なんといっても、一番興奮を誘ったのは、レース展開がドラマティックだったこと。
前の大会ほどの勢いはないものの、一番良い色のメダルだけは決して譲ってくれないスケート大国・オランダ相手に、序盤こそリードしたものの、先頭を佐藤綾乃選手、高木菜那選手に切り替えた途端に逆転され、4週目くらいまでは差が開く一方だった。

それが、再び高木美帆選手に先頭が戻ってからの一気の追い上げの力強さときたら・・・。残り半周になった時点で、転びでもしない限り間違いなく勝てる、と確信し、そのストーリーのまま、五輪レコードで堂々のゴール。遂にスピードスケート界の歴史を塗り替えてしまった。

自分の主観では、今回の五輪の日本チームの「MVP」は間違いなく高木美帆選手で、一人で金銀銅のメダルを全部そろえた、という結果もさることながら、決して雰囲気の良くなかった大会序盤、1500mで序盤の劣勢を取り返して「銀メダル」に輝いたことが、小平奈緒選手はじめ、その後登場したスケート日本選手団、さらにその他の競技も含めた日本選手団にどれだけの勇気を与えたことか。

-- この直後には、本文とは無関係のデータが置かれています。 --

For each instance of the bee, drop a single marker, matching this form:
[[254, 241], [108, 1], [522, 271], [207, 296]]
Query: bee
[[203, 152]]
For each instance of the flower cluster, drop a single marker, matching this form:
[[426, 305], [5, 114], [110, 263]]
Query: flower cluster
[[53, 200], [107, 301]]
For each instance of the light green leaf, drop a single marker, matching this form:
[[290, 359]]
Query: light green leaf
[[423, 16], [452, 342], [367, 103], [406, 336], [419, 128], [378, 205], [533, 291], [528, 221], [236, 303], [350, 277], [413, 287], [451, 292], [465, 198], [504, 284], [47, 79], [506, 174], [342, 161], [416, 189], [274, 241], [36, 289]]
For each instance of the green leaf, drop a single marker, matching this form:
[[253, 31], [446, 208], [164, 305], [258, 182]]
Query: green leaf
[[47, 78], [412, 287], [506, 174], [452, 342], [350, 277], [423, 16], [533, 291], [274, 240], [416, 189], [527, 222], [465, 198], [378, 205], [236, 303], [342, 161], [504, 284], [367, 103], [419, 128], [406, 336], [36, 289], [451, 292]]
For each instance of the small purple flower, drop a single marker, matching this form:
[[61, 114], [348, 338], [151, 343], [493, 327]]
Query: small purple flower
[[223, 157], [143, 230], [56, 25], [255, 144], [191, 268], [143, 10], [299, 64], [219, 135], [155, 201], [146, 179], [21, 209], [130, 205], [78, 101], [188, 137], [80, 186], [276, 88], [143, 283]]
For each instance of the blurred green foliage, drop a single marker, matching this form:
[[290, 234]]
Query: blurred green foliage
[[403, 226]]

もちろんあの種目で、高木選手は優勝を狙える立場にいた大本命、の選手だったし、「銀メダル」がベストの成績だったとは決して思わない。
だが、これまでの五輪の中で、“優勝候補”と言われながら、金メダルはおろか、メダル自体も取りこぼす選手がどれだけいたか、と考えると、「実績がある選手は、きっちり最低限の結果を残せる、ということを証明できたことに大きな意味がある。

そして、自ら流れを作り、それに乗り、最後にこんな素晴らしいご褒美を手に入れた、というストーリーは、出来過ぎ、と言いたくなるくらい素晴らしいのである。

これで、今大会の獲得メダル数は、長野五輪を上回る11個目。

今日、大会前の期待に反して低迷する手負いのスイスにギブアップ負けを喫したカーリング女子代表も、"貯金”が効いて無事初の「準決勝」に進出。
さらに朝行われたフィギュアスケート女子シングルでも、坂本花織選手、宮原知子選手が、続々パーソナルベストを更新して明日の最終グループ入りを果たす*2

明日も明後日も、会社が、仕事が、と続く中で、どこまでフォローできるのかは分からないのだけど、今は少しでもこの目に、歴史に残る瞬間を焼き付けておきたい、と。
そんな気持ちでやっている。

*1:これは、どこの国で五輪が開催されていようが、あまり変わらないことではあるのだが・・・。

*2:それ以上に、ザギトワ、メドベージェワも続々更新してしまったために、金、銀を奪い取るのは厳しい状況だが、オズモンド選手、コストナー選手との「銅メダル争い」はそれなりに盛り上がれるような気がする。